Спорить с престарелой особой всё одно бесполезно, тем более что они оба недолюбливали друг друга. По той же причине не захотелось с ней делиться ночными кошмарами. Был бы дома родной отец, испуганный сын, возможно бы, и открылся; но откровенничать со вредной старухой, нет! – простите покорно. Он сам решил побороться с необъяснимыми страхами – без чьей-либо помощи. Резко стряхнув тревожную тягу, сковавшую не очень окрепшую психику, бойкий проказник спустился с кровати и устремился на кухню; чувствовалось, там дымились свежие блинчики. Что-что, а готовить у бабушки получалось! Умяв зараз не меньше десятка, проворный мальчик успешно насытился. Одновременно он избавился от «лишнего груза» и через полчаса практически ничего не помнил; лишь смутное воспоминание продолжало удерживать глубинное подсознание, не отпуская, до конца, мальчишечьи мысли.

Быстро расправившись со вкусненьким завтраком, Горячев устремился на улицу, чтобы встретиться с неразлучными дружками-приятелями. Запретов категоричных не поступало, и исполнительная старушка не стала никак воспрепятствовать. Единственное, ей захотелось выяснить, стоит ли готовить к обеду первое блюдо.

- Ты есть днём заявишься, - прошамкала она беззубыми челюстями, - или, как всегда, останешься мыкаться? Ежели так, я не буду утруждаться ненужной готовкой.

- Вы рассуждаете правильно, бабушка, - ответил самоуверенный мальчик, обувая новёхонькие кроссовки, - я сегодня останусь у доброго друга, хи-хи, - промурлыкал он тихо.

Остальная одежда, соответственно времени, составляла серую футболку да чёрные трико с белыми лампасами, по внешним бокам. Облачённый в простеньком одеянии, мальчуган выходил из душноватой квартиры. Его уличная команда, по обыкновению многочисленная, к концу июня значительно поредела: верные товарищи отправились, кто в летние лагеря, кто к деревенским «пращурам», а кто и в родительские отпуска, в основном на Чёрное море. В городской округе оставались лишь два пацана; они и проводили с Витей свободное время, а его у них случалось предостаточно много – с раннего утра и до позднего вечера. Первым делом юный проказник отправился к Борцову Ивану, жившему в соседнем подъезде той же пятиэтажки. Жуткий любитель поспать, тот находился ещё в кровати, так как правила в их доме являлись намного менее строгими. Жалостливые родители не старались вырастить из сына кого-то особенного, а предоставляли ему самому распоряжаться собой, по детскому усмотрению. Заняты́е «предки» (оно и понятно) ушли уже на работу, и стоило большого труда дозвониться до лучшего друга. Наконец, после десяти минут усердных звонков да барабанных стуков, послышались полусонные, но и бранчливые причитания; они изливались из крайне недовольного хлопца.

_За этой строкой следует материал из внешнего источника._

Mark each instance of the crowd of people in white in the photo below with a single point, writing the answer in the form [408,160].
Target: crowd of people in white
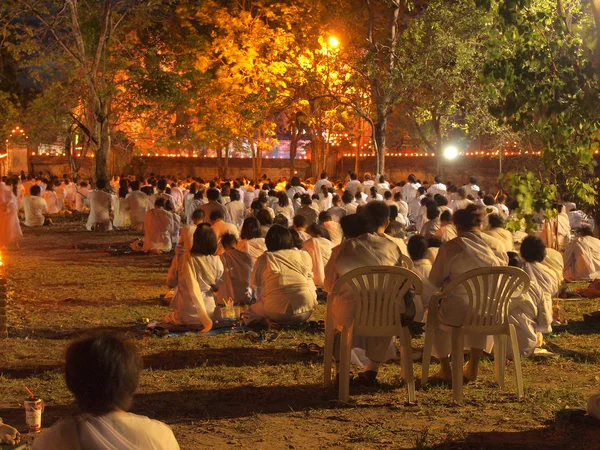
[276,244]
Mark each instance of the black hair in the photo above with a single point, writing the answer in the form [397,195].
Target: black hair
[251,229]
[417,246]
[216,215]
[278,238]
[103,372]
[205,241]
[377,215]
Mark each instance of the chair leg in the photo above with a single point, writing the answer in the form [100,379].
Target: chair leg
[344,373]
[500,358]
[517,361]
[426,360]
[328,356]
[458,339]
[407,364]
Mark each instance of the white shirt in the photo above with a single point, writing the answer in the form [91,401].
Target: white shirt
[34,207]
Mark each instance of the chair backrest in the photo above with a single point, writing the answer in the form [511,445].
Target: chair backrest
[379,292]
[489,291]
[407,263]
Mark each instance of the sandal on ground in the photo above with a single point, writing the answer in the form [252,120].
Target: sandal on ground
[303,349]
[366,378]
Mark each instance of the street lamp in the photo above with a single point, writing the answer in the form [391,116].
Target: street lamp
[450,152]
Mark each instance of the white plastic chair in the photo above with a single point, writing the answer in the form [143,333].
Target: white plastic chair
[489,291]
[379,292]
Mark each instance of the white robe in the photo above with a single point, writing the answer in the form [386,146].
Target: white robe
[283,284]
[115,430]
[10,230]
[456,257]
[158,228]
[319,250]
[137,204]
[236,276]
[255,247]
[100,204]
[582,258]
[196,277]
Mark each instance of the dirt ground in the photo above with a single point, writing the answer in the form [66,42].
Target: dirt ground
[226,392]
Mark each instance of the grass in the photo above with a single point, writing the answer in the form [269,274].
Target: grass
[224,391]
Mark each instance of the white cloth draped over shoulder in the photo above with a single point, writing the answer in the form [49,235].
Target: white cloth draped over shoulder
[319,249]
[114,431]
[237,267]
[158,228]
[456,257]
[196,278]
[582,258]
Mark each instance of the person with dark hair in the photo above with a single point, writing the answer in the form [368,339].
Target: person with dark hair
[100,203]
[237,265]
[35,208]
[447,230]
[252,240]
[10,230]
[220,227]
[81,197]
[282,280]
[410,189]
[353,184]
[137,204]
[466,252]
[307,211]
[300,224]
[437,188]
[236,209]
[462,202]
[582,255]
[284,207]
[319,247]
[417,250]
[158,228]
[431,227]
[370,248]
[197,278]
[333,228]
[497,231]
[103,373]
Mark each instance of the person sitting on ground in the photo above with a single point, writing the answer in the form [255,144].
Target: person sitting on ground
[462,202]
[300,224]
[35,208]
[431,227]
[158,229]
[456,257]
[100,203]
[336,211]
[237,266]
[251,240]
[103,373]
[319,248]
[582,256]
[266,221]
[282,279]
[532,313]
[370,247]
[220,227]
[333,228]
[307,211]
[197,277]
[137,203]
[213,196]
[496,230]
[417,249]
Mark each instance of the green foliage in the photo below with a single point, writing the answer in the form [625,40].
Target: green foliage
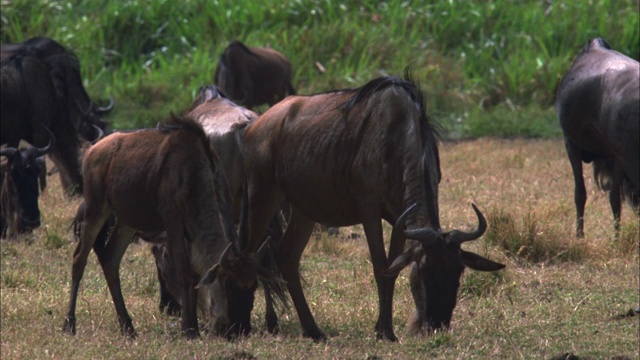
[472,57]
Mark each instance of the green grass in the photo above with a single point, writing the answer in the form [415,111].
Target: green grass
[488,67]
[536,308]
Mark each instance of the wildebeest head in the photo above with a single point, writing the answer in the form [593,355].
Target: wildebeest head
[64,68]
[19,192]
[439,263]
[234,281]
[253,76]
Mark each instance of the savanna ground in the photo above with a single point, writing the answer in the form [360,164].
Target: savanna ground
[557,295]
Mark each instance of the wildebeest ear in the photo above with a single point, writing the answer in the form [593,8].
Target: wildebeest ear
[209,277]
[402,261]
[477,262]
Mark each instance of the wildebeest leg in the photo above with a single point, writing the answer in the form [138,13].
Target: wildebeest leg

- Хватит бурчать! - крикнул Виктор сквозь металлическую преграду. - Открывай уже!.. Впускай меня внутрь. Опять, наверное, просидел в компьютерных играх до самого до утра.

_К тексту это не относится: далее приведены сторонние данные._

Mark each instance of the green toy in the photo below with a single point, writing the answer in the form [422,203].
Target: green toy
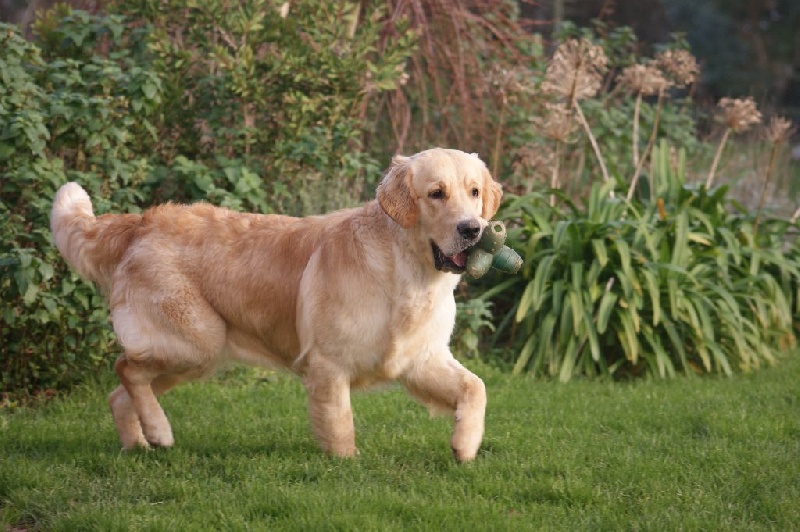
[491,252]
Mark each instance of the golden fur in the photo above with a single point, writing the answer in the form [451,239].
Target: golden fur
[345,300]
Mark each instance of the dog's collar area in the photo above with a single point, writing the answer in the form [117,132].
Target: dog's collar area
[444,263]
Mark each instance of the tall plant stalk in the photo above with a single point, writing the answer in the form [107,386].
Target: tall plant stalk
[595,146]
[717,156]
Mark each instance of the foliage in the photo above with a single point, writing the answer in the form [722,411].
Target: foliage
[276,104]
[675,285]
[62,118]
[228,104]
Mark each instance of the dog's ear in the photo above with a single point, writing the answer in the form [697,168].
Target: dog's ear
[395,195]
[492,194]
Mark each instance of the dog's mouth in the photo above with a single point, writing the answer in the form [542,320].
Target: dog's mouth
[449,263]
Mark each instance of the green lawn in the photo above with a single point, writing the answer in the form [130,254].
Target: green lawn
[693,454]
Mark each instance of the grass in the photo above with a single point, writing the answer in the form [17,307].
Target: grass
[692,454]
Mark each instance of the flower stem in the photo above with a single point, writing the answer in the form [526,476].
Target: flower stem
[713,170]
[635,137]
[763,198]
[650,143]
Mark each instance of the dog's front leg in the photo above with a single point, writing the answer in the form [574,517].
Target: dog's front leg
[329,408]
[442,384]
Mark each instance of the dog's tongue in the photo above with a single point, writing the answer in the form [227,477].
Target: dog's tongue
[459,259]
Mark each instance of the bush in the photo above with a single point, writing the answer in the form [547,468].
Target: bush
[61,118]
[263,104]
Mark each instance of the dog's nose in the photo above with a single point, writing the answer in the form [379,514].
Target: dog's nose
[469,229]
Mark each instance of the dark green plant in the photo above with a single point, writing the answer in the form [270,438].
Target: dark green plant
[256,94]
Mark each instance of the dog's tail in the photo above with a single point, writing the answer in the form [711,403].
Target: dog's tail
[92,246]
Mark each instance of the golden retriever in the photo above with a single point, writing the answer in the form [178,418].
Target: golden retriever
[345,300]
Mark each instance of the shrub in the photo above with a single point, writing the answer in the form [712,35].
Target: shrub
[244,105]
[680,284]
[61,118]
[262,104]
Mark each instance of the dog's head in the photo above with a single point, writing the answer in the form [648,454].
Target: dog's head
[447,195]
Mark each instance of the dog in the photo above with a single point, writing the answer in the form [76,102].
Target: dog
[345,300]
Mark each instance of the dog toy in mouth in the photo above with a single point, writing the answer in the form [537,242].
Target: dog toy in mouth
[491,252]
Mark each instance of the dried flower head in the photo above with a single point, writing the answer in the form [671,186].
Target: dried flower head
[558,123]
[740,114]
[643,79]
[679,65]
[778,130]
[509,80]
[576,70]
[534,162]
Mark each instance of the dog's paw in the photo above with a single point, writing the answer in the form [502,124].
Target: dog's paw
[463,455]
[161,437]
[344,452]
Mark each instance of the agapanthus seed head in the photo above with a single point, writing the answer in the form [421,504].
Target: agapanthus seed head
[558,122]
[778,130]
[576,70]
[643,79]
[679,65]
[740,113]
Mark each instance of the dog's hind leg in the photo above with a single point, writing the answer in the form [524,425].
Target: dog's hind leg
[444,385]
[185,344]
[329,408]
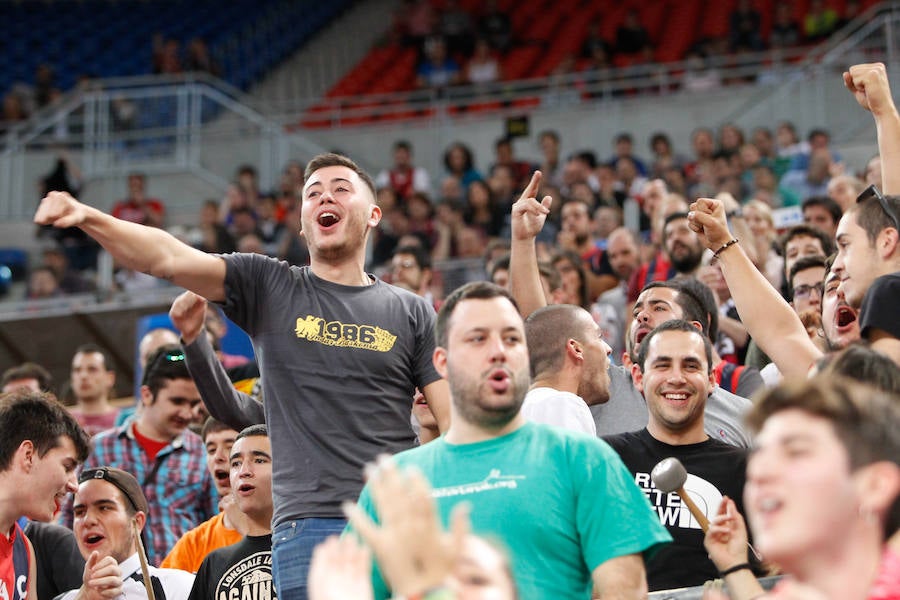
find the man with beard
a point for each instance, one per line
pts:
(562, 503)
(682, 246)
(674, 372)
(375, 341)
(658, 302)
(569, 361)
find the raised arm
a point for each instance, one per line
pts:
(222, 400)
(528, 216)
(145, 249)
(768, 318)
(869, 84)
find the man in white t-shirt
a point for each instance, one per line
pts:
(569, 362)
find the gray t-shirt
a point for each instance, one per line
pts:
(626, 411)
(338, 365)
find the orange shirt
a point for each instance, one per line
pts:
(193, 546)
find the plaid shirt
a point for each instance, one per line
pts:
(181, 495)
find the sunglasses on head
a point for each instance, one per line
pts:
(872, 192)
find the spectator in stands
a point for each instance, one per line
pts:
(482, 210)
(744, 27)
(110, 512)
(42, 284)
(784, 33)
(664, 156)
(411, 268)
(844, 189)
(251, 481)
(815, 437)
(551, 163)
(812, 180)
(491, 412)
(823, 213)
(675, 375)
(438, 70)
(27, 376)
(93, 383)
(166, 55)
(769, 260)
(159, 450)
(504, 154)
(455, 25)
(819, 22)
(137, 207)
(577, 235)
(460, 163)
(221, 530)
(802, 240)
(199, 59)
(404, 177)
(631, 37)
(483, 66)
(42, 448)
(495, 26)
(569, 360)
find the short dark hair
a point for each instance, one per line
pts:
(866, 421)
(259, 429)
(28, 370)
(807, 231)
(693, 292)
(833, 208)
(674, 325)
(422, 256)
(802, 264)
(870, 215)
(164, 364)
(331, 159)
(476, 290)
(691, 306)
(38, 417)
(546, 332)
(865, 365)
(212, 425)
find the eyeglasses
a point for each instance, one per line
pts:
(872, 191)
(805, 291)
(169, 356)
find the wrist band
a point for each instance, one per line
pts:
(735, 569)
(727, 244)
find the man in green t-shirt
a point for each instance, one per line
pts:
(561, 502)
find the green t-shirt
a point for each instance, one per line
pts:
(561, 502)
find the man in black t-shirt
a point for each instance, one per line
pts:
(674, 373)
(244, 569)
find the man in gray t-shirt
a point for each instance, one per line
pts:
(340, 353)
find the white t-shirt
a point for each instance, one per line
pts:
(560, 409)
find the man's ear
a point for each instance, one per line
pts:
(637, 376)
(25, 455)
(439, 359)
(374, 216)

Едва он договорил, дважды щёлкнул дверной замок, и железная створка поспешно открылась. Навстречу предстал полусонный ребёнок, достигший примерного возраста; он активно пытался протереть карие, хорошенечко заспанные глаза. По росту второй парнишка казался чуть выше и значительно превышал в физической силе – выделялся излишне крупными формами (однако, в отличии от Горячева, характером тот выдался и мягким, и добрым, и абсолютно покладистым); круглая физиономия напоминала добродушного Мишку (медведя из старого мультика); пышные щёки, обильно усыпанные веснушками, маленький, не выпиравший особо, нос и пухлые губы – все они выдавали натуру уравновешенную, склонную к спокойному образу жизни. Непонятно за что (по каким отличительным признакам?), он считался для Вити одним из лучших друзей. Действительно, в каких крутых переделкам не приходилось участвовать, на небольшого, но сильного человечка всегда полагались как на себя, не опасаясь, что в трудную минуту он бросит либо предаст. Вот и сейчас, верный мальчишеской дружбе, он, оставаясь в одних синих семейных трусах и белой, но сильно застиранной майке, стоял, готовый к любым приключениям.

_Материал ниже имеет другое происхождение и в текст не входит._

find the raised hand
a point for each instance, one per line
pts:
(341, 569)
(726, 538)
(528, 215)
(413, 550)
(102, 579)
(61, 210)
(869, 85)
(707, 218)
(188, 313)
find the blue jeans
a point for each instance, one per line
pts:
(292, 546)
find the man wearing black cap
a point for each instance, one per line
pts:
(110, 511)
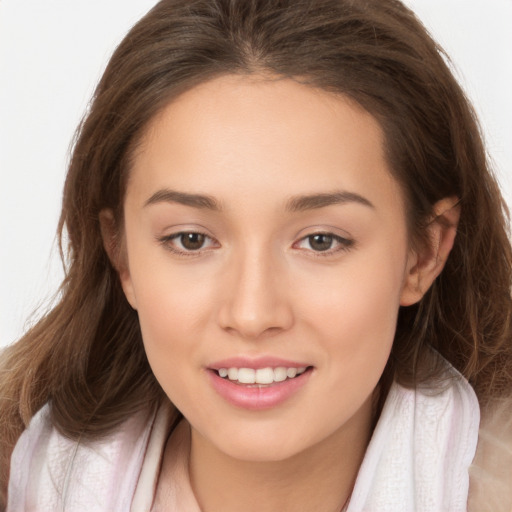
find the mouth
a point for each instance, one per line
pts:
(261, 376)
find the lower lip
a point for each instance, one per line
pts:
(257, 397)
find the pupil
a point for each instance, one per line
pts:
(192, 241)
(320, 242)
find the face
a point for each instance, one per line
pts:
(266, 240)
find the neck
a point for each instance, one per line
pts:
(319, 478)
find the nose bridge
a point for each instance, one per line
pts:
(256, 301)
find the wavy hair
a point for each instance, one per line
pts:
(86, 356)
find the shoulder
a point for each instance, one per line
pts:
(50, 471)
(491, 471)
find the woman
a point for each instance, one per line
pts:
(281, 221)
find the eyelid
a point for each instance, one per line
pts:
(345, 241)
(166, 241)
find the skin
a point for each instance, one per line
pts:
(259, 286)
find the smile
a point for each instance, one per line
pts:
(260, 376)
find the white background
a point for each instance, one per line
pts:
(52, 53)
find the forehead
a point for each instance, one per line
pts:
(261, 138)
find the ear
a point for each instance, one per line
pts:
(426, 263)
(116, 250)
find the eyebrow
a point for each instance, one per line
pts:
(193, 200)
(314, 201)
(294, 204)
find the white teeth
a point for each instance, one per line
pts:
(280, 374)
(264, 376)
(261, 375)
(291, 372)
(246, 376)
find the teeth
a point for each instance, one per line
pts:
(262, 375)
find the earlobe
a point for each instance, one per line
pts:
(114, 247)
(425, 264)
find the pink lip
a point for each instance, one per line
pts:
(256, 397)
(256, 363)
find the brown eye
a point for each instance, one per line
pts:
(192, 241)
(320, 242)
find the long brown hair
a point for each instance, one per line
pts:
(86, 356)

- Опять, что ли, играл в бездумные «танчики»? - ёрничал Виктор, разглядывая изрядно потрёпанный вид.

- Было дело, - не оспорил второй ребенок выдвинутое предположение, - ничего не могу поделать: сяду играть – не могу оторваться. Не прикасаться к «компу» совсем? Этого я не могу.

- Я могу посоветовать, сам знаешь, одно, - заключил рачительный посетитель, - надо заниматься или лёгким бегом, или тяжёлыми приседаниями. И вот тогда!.. Охота ко всяким «стрелялкам» – она пропадёт.

Приветствие посчитали законченным, и дружные ребята направились в детскую комнату. Гостеприимный хозяин, окончательно избавившись от захватившего сна, поспешно оделся, чтобы отправиться на ежедневный прогулочный променад. Удобное одеяние мало чем разнилось от Витиного; оно включало спортивные трико, синие да широкие, и клетчатую рубаху, с короткими рукавами и объёмными грудными карманами (в один из них удобно помещался сотовый телефончик). Облачившись, голодный парнишка прошёл на кухню и с аппетитом умял питательный завтрак. Горячев, естественно, отказался, памятуя, что только-только откушал вкусные старушечьи блинчики. Когда крупный мальчик допивал горячий утренний чай, в квартиру опять постучали.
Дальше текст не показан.